Missouri Admits It Fucked Up In Exposing Teacher Data, Offers Apology To Teachers — But Not To Journalists It Falsely Accused Of Hacking
from the be-better-missouri dept
As you’ll recall, last month, journalists for the St. Louis Post-Dispatch revealed that the state’s Department of Elementary and Secondary Education (DESE) website was exposing teacher and administrator social security numbers in the HTML source code. This came years after state auditors had highlighted that DESE was already collecting information it should not have been collecting. Bizarrely, DESE and Missouri governor Mike Parson, rather than thanking these journalists for helping to protect the teachers, accused them of being hackers and promising to prosecute them. After people mocked him, he doubled down on the claim and a PAC closely connected to Parson put out a bizarre add playing up the evil “hacking” by the “fake news” media, along with ridiculous talk about “decoding the HTML source code.”
Except that, now, DESE has (much more quietly, and with much less bombast) apologized for the data breach and offered credit and identity theft monitoring to teachers:
The Department of Elementary and Secondary Education (DESE), in conjunction with Missouri’s Office of Administration Information Technology Services Division (OA-ITSD), will begin to send letters in the coming days to certificated educators across the state whose personally identifiable information (PII) may have been compromised during a recent data vulnerability incident.

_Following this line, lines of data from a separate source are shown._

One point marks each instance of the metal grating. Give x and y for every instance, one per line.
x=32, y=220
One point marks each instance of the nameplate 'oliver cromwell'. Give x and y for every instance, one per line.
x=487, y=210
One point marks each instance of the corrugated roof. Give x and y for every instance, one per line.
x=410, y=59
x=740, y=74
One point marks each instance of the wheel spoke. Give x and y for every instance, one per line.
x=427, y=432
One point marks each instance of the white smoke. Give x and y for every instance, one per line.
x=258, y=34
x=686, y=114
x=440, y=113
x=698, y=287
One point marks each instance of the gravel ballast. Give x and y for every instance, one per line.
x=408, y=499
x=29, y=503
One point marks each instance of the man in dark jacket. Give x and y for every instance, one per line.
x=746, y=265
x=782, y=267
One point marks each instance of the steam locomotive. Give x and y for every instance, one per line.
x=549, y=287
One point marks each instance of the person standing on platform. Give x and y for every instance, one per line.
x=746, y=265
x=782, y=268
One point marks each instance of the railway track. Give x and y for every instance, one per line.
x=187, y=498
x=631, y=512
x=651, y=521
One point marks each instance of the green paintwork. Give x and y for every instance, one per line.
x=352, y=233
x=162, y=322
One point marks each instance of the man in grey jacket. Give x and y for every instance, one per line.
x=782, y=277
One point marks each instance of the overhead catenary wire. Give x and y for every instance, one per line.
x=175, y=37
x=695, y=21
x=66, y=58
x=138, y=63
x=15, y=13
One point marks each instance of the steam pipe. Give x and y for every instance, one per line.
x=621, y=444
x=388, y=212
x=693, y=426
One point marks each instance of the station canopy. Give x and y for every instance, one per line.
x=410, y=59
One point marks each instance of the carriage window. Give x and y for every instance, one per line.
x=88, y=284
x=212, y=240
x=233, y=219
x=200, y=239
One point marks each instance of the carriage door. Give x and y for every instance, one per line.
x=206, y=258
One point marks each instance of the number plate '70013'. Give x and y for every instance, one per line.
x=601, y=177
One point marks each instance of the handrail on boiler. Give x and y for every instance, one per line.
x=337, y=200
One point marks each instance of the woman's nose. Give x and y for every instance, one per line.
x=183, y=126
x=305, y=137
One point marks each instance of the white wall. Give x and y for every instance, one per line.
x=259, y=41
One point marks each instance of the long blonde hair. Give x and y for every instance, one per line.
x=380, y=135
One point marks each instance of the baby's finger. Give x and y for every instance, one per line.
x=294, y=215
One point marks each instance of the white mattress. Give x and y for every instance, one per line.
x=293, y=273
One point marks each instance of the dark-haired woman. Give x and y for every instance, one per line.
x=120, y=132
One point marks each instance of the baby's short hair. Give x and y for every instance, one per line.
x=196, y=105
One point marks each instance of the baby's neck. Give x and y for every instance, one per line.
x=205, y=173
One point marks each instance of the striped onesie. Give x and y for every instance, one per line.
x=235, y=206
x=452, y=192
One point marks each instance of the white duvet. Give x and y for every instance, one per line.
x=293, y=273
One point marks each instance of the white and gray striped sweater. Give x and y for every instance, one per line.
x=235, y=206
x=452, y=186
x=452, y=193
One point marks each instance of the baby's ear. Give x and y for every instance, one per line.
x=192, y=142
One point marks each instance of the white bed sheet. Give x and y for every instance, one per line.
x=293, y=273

Note the changing description here. What they were previously calling a “hack” is now, more accurately, called a “data vulnerability incident.” Though, a more accurate description would be that DESE exposed private data of teachers and administrators. Taking responsibility for that would mean being a bit more upfront about that. DESE messed up. Own it.
The state is unaware of any misuse of individual information or if information was accessed inappropriately outside of an isolated incident. However, out of an abundance of caution and in the unlikely event that this information was inappropriately accessed outside this single incident, the State of Missouri is offering 12 months of credit and identity theft monitoring resources through IDX to the approximately 620,000 past and present certificated educators whose PII was contained in the DESE certification database.
So, what’s notable here is that with all the claims of “hacks” being thrown around, DESE and the Governor kept insisting that just 3 individuals, whose info the reporters checked on, were exposed, and refused to admit that it actually impacted a very large number of teachers and administrators. Now, buried in the middle of this notice, we find out that the records of 620,000 teachers and administrators were exposed, including past employees. Wow.
And, also, there’s at least some kind of apology, even if it’s a bit of a mealy-mouthed one:
?Educators have enough on their plates right now and I want to apologize to them for this incident and the additional inconvenience it may cause them,? said Commissioner of Education Margie Vandeven. ?It is unacceptable. The security of the data we collect is of the utmost importance to our agency. Rest assured that we are working closely with OA-ITSD to resolve this situation.?
Notice, however, that the apology is only to the teachers and administrators and not to the journalists DESE and the Governor falsely accused of hacking. Perhaps that’s because — as the Kansas City Star reports — the journalists are still being investigated for possible prosecution:
That investigation is still ongoing, according to patrol Capt. John Hotz. Those interviewed so far have included Shaji Khan, a University of Missouri – St. Louis cybersecurity expert whom the Post-Dispatch consulted to verify the data flaw. Cole County Prosecutor Locke Thompson will ultimately make a decision on whether to bring charges.
Hell, in the description of what happened, DESE ignores that it previously accused the reporters of hacking, refuses to even call them reporters (refering to them as “an individual”) and then still plays up that the data needed to be “decoded.”
As previously announced by OA, on October 12, 2021, DESE was made aware that the PII of at least three Missouri educators was potentially compromised. The information was located within the educator certification data available on DESE?s website. An individual told DESE that they, through a multi-step process, accessed the certification records of at least three educators, took the encoded source data from that webpage, decoded that data, and then viewed the social security number (SSN) of those specific educators. Educators? PII was only accessible on an individual basis within this search tool, and there was no option to decode SSNs for all educators in the system all at once.
Again, if you click on the “previously announced” link, it takes you right to the announcement that calls the reporter “a hacker” and accuses them of “taking records.”
Notably, Governor Mike Parson, who was so eager to call the journalists hackers and call for their prosecution has not (as of me writing this) said anything directly on Twitter about all this — other than a bizarre tweet this morning about how “great teachers are crucial to our workforce development goals.” Of course, one way to get great teachers is not to expose their data, and then try to cover it up or to blame the responsible and ethical disclosure practices of journalists who actually helped to protect those teachers.